Fritz (Friedrich) Bamberger (* 17. Oktober 1814 in Würzburg; † 13. August 1873 in Neuenhain (Taunus)) war ein deutscher Maler. Er wurde vor allem als Landschaftsmaler bekannt.

Leben[Bearbeiten]

Als er fünf Jahre alt war (sein Vater war Musiker) zog die Familie nach Frankfurt am Main um. Dies sollte nicht der letzte Umzug sein - Stationen in Dresden und Berlin folgten. Hier begann er Unterricht an der Kunstakademie zu nehmen. Nach einer kurzen Rückkehr nach Würzburg ging Fritz Bamberger 1830 nach Kassel, wo er seine Malereiausbildung bei Primavesi fortsetzte.

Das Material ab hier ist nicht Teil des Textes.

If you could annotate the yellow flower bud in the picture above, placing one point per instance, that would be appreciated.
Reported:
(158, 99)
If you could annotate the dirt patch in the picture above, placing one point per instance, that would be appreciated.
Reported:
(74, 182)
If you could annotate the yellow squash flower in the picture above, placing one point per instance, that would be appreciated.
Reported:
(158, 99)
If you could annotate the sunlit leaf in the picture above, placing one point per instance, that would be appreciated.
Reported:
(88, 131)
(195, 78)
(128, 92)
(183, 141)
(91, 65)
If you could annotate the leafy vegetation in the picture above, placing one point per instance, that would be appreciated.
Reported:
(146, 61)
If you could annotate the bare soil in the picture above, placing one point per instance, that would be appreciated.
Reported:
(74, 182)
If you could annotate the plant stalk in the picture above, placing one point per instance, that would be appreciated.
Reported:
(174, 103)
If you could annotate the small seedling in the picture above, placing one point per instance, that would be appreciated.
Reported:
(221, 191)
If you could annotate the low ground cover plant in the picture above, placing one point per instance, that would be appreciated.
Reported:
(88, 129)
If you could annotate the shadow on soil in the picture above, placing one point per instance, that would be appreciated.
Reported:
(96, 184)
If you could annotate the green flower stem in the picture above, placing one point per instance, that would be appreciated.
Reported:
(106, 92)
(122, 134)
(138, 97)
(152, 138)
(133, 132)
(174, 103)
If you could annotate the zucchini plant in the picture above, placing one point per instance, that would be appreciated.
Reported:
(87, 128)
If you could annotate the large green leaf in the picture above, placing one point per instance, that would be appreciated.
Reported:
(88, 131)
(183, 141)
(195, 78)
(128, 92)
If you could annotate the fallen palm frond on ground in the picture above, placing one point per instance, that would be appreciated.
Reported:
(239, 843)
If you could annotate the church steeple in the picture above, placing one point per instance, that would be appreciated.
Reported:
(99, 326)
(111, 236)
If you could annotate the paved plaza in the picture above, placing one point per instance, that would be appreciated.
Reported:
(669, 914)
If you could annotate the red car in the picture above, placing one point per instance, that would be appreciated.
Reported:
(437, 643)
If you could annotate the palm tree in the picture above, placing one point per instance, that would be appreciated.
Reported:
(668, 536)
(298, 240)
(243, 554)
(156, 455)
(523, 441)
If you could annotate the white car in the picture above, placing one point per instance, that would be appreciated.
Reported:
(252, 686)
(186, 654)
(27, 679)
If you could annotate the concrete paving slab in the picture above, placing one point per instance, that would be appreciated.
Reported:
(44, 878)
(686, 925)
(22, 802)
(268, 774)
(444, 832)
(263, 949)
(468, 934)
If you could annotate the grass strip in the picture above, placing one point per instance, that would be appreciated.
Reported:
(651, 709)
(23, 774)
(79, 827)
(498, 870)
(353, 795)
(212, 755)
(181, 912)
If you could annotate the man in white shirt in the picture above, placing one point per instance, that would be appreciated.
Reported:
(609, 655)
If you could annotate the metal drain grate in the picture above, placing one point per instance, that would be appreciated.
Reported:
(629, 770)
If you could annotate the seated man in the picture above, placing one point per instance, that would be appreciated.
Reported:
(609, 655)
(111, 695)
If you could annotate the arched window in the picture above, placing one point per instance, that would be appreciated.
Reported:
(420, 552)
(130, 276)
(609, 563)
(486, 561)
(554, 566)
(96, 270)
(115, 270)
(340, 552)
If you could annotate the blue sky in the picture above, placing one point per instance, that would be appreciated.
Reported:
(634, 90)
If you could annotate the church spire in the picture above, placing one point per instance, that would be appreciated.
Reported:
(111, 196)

Die folgenden zwei Jahrzehnte sollte er in Würzburg und Frankfurt zubringen. Erste Aufträge seitens des Adels, gutbürgerlicher Familien und der Presse folgten. Im Jahr 1844 folgte eine Reise nach Paris, wo er seinem Freund und Maler Philipp Wirth wieder begegnete. Ende der 1840er Jahre unternahm er eine Reise nach Spanien und machte dort Bekanntschaft mit Eduard Gerhardt. Nach seiner Rückkehr ließ er sich in München nieder. Weitere Reisen nach Italien und Südeuropa folgten. Diese Aufenthalte bestimmten auch vorrangig die Sujets seiner Bilder.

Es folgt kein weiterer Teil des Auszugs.